Celebrating the 55th anniversary of the hard disk ? The Register
The data capacity was 5MB (8-bit bytes, 7-bits for data plus a parity bit) and it would cost a business $38,400 a year to lease it.
Jim
I remember my first hard disk: 10 MB in capacity, a lot of space in those years... I'm talking about more than 20 years ago...

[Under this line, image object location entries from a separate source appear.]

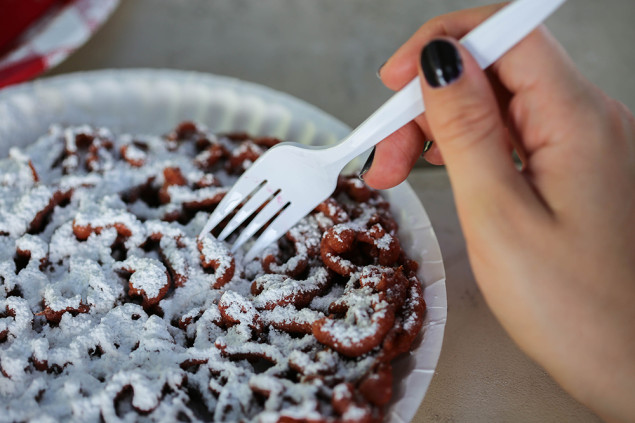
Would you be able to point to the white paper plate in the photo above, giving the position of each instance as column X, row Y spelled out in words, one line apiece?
column 154, row 101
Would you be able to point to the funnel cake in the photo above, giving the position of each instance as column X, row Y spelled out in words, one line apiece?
column 111, row 308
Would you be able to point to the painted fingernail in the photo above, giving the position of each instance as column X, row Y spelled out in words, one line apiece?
column 441, row 63
column 368, row 164
column 379, row 70
column 427, row 146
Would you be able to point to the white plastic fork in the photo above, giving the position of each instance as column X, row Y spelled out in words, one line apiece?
column 291, row 179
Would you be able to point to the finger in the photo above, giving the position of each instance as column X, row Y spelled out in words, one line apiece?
column 464, row 118
column 394, row 157
column 547, row 89
column 402, row 66
column 433, row 156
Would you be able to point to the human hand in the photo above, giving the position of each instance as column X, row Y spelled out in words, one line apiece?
column 551, row 245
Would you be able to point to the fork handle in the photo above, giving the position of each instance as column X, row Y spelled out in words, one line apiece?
column 487, row 43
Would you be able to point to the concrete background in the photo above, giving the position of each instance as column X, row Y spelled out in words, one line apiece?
column 327, row 52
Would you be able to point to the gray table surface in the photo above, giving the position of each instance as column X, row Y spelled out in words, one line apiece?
column 326, row 53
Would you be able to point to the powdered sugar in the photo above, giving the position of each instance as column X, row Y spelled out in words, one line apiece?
column 107, row 312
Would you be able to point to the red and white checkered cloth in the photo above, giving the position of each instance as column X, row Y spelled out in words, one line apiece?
column 50, row 40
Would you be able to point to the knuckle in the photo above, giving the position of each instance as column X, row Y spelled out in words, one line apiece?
column 468, row 123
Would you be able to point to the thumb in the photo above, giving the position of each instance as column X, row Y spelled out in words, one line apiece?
column 466, row 124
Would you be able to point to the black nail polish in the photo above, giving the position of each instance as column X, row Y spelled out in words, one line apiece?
column 368, row 164
column 441, row 63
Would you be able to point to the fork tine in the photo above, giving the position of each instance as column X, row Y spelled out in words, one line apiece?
column 241, row 189
column 247, row 210
column 260, row 220
column 287, row 219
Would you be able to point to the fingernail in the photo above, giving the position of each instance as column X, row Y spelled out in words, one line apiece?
column 379, row 70
column 427, row 146
column 441, row 63
column 368, row 164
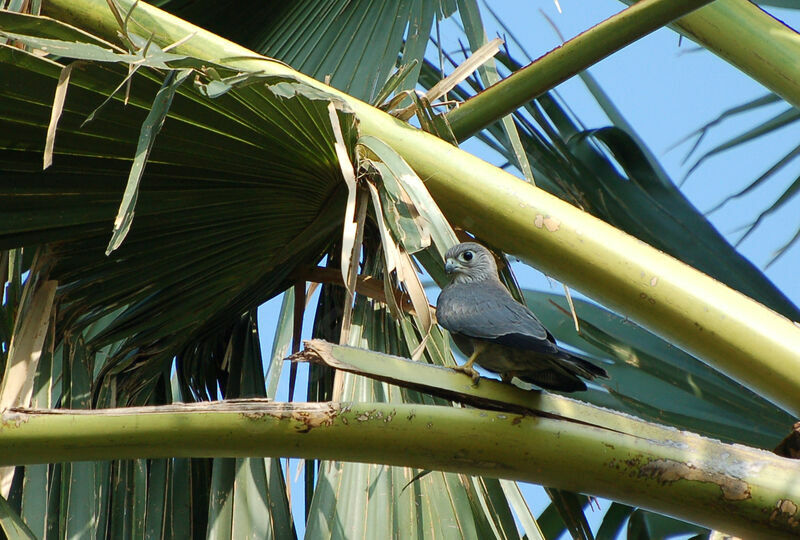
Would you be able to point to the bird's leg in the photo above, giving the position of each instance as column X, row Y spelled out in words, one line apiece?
column 467, row 368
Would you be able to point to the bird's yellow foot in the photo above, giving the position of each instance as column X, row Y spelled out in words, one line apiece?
column 471, row 371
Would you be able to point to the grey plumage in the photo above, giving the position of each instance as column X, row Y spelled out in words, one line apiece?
column 499, row 333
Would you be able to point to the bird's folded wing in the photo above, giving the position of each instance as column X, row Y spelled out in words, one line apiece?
column 488, row 312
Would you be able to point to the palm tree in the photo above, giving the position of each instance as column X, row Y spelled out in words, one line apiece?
column 192, row 179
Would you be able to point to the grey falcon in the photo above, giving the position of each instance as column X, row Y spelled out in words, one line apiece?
column 497, row 332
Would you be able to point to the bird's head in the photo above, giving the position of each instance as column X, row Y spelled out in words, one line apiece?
column 469, row 262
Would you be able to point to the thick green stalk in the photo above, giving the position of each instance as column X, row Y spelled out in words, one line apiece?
column 565, row 61
column 735, row 334
column 739, row 490
column 758, row 44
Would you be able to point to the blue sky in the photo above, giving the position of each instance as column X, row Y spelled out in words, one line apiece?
column 666, row 90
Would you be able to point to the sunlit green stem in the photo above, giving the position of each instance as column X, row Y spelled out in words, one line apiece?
column 758, row 44
column 566, row 61
column 735, row 334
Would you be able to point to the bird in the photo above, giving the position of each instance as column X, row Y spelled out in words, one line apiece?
column 498, row 333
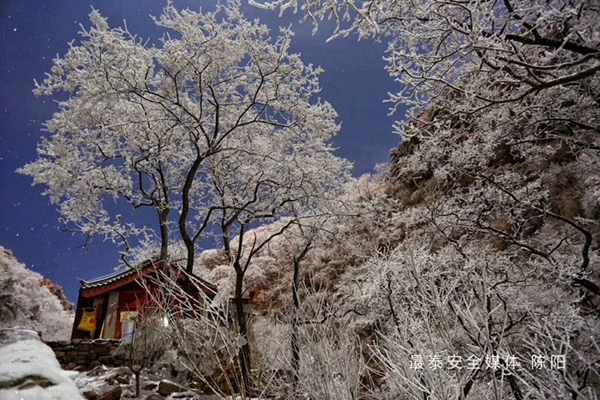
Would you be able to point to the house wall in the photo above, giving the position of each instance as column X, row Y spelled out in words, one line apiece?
column 81, row 304
column 131, row 297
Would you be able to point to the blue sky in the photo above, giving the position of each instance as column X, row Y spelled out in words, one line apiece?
column 32, row 33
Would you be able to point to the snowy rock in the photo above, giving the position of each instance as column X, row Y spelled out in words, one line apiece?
column 155, row 397
column 113, row 394
column 30, row 371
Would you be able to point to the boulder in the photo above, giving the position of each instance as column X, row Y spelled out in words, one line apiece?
column 113, row 394
column 89, row 394
column 29, row 369
column 166, row 388
column 154, row 396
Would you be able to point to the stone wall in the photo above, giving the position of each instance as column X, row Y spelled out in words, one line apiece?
column 86, row 354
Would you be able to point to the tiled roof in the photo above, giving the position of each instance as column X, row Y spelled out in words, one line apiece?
column 113, row 277
column 118, row 275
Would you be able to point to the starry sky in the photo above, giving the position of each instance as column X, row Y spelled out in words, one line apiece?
column 33, row 32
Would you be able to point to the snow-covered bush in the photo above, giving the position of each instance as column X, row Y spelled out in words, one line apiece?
column 24, row 301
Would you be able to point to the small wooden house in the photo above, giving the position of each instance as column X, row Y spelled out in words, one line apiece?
column 108, row 307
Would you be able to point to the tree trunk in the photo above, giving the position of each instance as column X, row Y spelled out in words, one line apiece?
column 164, row 235
column 244, row 353
column 137, row 383
column 295, row 328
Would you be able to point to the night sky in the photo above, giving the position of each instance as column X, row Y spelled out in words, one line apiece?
column 33, row 32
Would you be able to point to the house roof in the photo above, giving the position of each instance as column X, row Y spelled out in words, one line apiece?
column 120, row 278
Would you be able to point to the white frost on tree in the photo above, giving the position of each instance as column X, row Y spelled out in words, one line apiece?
column 25, row 302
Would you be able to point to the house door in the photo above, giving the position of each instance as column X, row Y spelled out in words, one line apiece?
column 110, row 323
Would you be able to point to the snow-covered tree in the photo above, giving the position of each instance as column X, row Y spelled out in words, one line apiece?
column 145, row 124
column 26, row 302
column 219, row 125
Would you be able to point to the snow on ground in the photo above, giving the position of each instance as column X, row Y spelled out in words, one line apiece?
column 30, row 371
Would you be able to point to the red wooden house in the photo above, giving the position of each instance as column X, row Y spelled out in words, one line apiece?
column 108, row 306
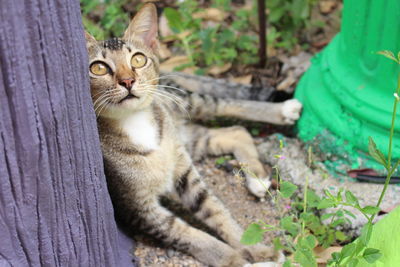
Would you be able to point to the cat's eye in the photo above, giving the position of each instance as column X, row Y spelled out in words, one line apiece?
column 99, row 68
column 138, row 60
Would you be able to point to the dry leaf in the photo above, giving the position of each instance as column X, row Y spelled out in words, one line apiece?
column 170, row 64
column 246, row 79
column 287, row 83
column 324, row 254
column 164, row 51
column 216, row 70
column 213, row 14
column 163, row 27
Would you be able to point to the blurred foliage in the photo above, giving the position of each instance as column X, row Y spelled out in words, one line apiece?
column 218, row 43
column 288, row 20
column 105, row 19
column 233, row 40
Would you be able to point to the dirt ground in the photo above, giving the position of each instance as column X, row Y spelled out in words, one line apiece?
column 231, row 191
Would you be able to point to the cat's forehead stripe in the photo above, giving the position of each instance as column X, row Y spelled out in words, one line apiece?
column 113, row 44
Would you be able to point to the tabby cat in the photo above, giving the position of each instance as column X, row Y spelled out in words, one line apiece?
column 145, row 158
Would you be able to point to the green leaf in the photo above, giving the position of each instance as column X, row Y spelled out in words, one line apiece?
column 326, row 216
column 340, row 236
column 371, row 210
column 277, row 243
column 349, row 213
column 366, row 234
column 305, row 257
column 338, row 222
column 174, row 19
column 326, row 203
column 252, row 235
column 287, row 189
column 351, row 198
column 287, row 263
column 371, row 255
column 312, row 199
column 353, row 262
column 220, row 160
column 290, row 226
column 376, row 153
column 388, row 54
column 311, row 241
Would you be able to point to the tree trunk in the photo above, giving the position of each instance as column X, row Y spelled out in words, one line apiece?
column 54, row 205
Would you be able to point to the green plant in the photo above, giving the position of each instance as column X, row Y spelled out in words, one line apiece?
column 104, row 19
column 207, row 46
column 351, row 254
column 285, row 29
column 302, row 230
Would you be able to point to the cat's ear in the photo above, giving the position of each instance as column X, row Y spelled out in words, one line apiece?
column 90, row 40
column 144, row 26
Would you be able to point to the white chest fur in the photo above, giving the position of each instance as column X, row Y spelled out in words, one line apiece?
column 141, row 129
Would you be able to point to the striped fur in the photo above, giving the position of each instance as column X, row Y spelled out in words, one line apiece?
column 138, row 176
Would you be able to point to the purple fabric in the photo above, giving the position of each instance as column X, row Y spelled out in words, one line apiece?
column 54, row 205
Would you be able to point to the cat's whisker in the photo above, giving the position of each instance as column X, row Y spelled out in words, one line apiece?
column 177, row 100
column 105, row 103
column 108, row 91
column 98, row 105
column 165, row 86
column 101, row 98
column 163, row 77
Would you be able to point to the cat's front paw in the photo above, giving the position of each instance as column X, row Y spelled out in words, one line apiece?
column 259, row 253
column 258, row 187
column 291, row 110
column 263, row 264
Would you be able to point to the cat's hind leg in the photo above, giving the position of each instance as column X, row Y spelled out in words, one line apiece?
column 206, row 207
column 158, row 222
column 234, row 140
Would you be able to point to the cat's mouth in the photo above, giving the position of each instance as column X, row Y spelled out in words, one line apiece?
column 128, row 96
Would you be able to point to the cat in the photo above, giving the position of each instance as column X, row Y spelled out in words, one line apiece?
column 148, row 151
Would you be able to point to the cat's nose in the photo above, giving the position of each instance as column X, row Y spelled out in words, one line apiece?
column 127, row 83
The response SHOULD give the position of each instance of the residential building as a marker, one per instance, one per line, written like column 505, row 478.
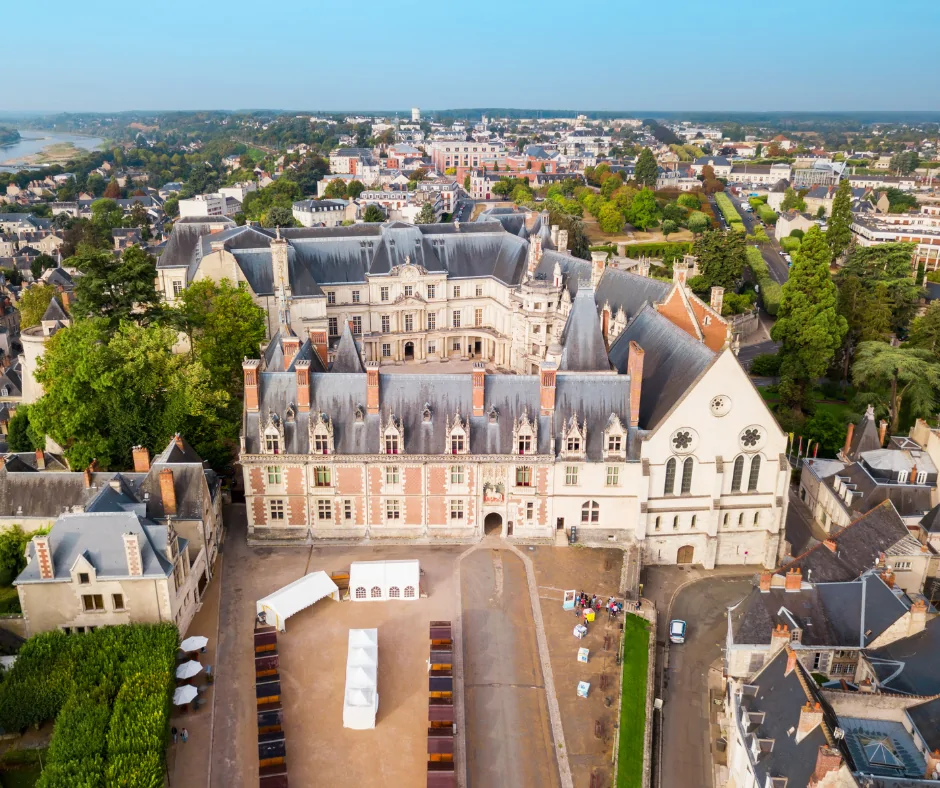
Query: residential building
column 124, row 547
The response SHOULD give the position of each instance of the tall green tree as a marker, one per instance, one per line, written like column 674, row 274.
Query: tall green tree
column 808, row 326
column 115, row 288
column 721, row 257
column 897, row 376
column 646, row 170
column 839, row 232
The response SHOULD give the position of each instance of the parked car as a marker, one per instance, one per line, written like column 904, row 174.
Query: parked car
column 677, row 628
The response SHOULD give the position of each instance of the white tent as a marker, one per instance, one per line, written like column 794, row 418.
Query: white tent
column 373, row 581
column 293, row 598
column 361, row 698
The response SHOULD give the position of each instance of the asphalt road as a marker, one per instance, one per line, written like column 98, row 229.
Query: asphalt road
column 686, row 754
column 509, row 738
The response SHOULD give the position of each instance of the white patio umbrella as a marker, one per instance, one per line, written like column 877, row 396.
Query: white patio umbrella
column 183, row 695
column 194, row 643
column 188, row 669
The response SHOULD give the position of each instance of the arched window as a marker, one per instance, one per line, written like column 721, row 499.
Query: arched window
column 737, row 474
column 687, row 475
column 590, row 512
column 670, row 486
column 755, row 473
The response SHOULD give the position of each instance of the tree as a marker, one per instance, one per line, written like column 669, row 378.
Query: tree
column 895, row 376
column 721, row 257
column 609, row 218
column 808, row 325
column 839, row 232
column 33, row 303
column 646, row 170
column 792, row 201
column 644, row 212
column 925, row 330
column 106, row 391
column 115, row 288
column 426, row 214
column 373, row 214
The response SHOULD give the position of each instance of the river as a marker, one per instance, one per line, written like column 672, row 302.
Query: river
column 22, row 154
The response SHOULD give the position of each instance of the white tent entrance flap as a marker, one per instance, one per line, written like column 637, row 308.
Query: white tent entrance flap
column 293, row 598
column 361, row 699
column 374, row 581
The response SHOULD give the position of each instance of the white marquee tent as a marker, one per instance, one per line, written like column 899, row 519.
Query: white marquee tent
column 372, row 581
column 296, row 596
column 361, row 698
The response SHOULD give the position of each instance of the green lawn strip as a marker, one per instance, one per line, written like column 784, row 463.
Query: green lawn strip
column 633, row 702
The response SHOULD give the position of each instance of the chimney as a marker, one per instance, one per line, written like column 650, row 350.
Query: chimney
column 290, row 346
column 319, row 341
column 810, row 719
column 479, row 382
column 848, row 440
column 598, row 263
column 141, row 459
column 168, row 492
column 794, row 580
column 132, row 554
column 302, row 372
column 791, row 661
column 250, row 369
column 547, row 387
column 918, row 617
column 372, row 387
column 44, row 557
column 718, row 297
column 635, row 371
column 828, row 760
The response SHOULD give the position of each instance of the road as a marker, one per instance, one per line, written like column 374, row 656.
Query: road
column 686, row 753
column 509, row 737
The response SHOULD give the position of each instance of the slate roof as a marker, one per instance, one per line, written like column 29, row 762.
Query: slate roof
column 672, row 361
column 858, row 546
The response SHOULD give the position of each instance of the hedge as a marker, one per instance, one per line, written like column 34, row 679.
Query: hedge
column 109, row 692
column 770, row 291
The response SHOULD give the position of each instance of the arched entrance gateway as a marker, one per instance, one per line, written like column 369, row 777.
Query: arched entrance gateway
column 493, row 524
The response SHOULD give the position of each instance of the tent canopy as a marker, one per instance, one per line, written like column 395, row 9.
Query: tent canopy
column 296, row 596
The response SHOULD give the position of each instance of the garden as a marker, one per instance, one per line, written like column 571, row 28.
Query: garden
column 109, row 693
column 632, row 733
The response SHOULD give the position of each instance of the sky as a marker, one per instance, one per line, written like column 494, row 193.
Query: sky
column 735, row 55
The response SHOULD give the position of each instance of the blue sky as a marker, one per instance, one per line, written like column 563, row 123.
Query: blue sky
column 627, row 55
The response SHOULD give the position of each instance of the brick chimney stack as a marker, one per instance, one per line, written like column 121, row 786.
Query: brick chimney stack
column 302, row 373
column 319, row 341
column 132, row 554
column 635, row 371
column 547, row 375
column 250, row 368
column 479, row 384
column 44, row 557
column 168, row 492
column 141, row 459
column 372, row 388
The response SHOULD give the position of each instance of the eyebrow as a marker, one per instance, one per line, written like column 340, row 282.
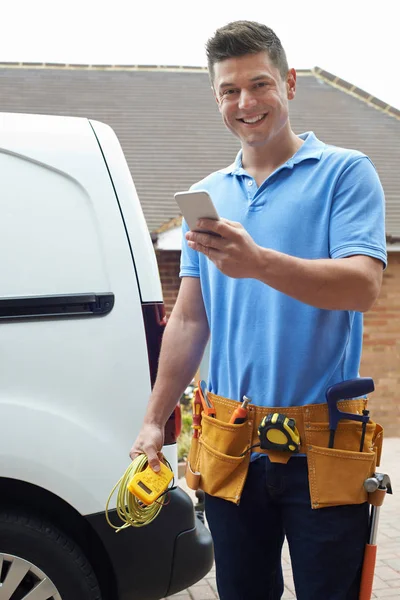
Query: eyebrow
column 252, row 80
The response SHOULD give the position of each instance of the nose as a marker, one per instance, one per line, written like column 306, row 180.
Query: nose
column 246, row 99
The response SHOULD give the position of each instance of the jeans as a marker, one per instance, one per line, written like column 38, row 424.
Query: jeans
column 326, row 545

I worked for IBM San Jose for 19 of those 55 years since the 305 RAMAC was developed. In 1981, in celebration of the 25th anniversary of the 305, they delivered one to my department to be "cleaned up". I'm not sure how long it had been sitting in a warehouse but it was full of spiderwebs and mice nests and such. We cleaned it up (it wasn't operational) to make it presentable to be put on display. While my guys were working on it, I got a good look at it's innards. It was an amazing mechanical marvel. It was pre solid state so there were banks and banks of tubes for it's control circuitry. The head had to fully extract itself from the disk it was currently reading to move to another disk and it moved up and down the vertical stack of disks. The access time must have been agonizingly slow on that thing compared to modern drives (The article says 600ms).
After my tenure with IBM in the disk drive business, it blows me away to see 3T 3.5" drives or large capacity USB thumb drives at the low prices they currently sell for.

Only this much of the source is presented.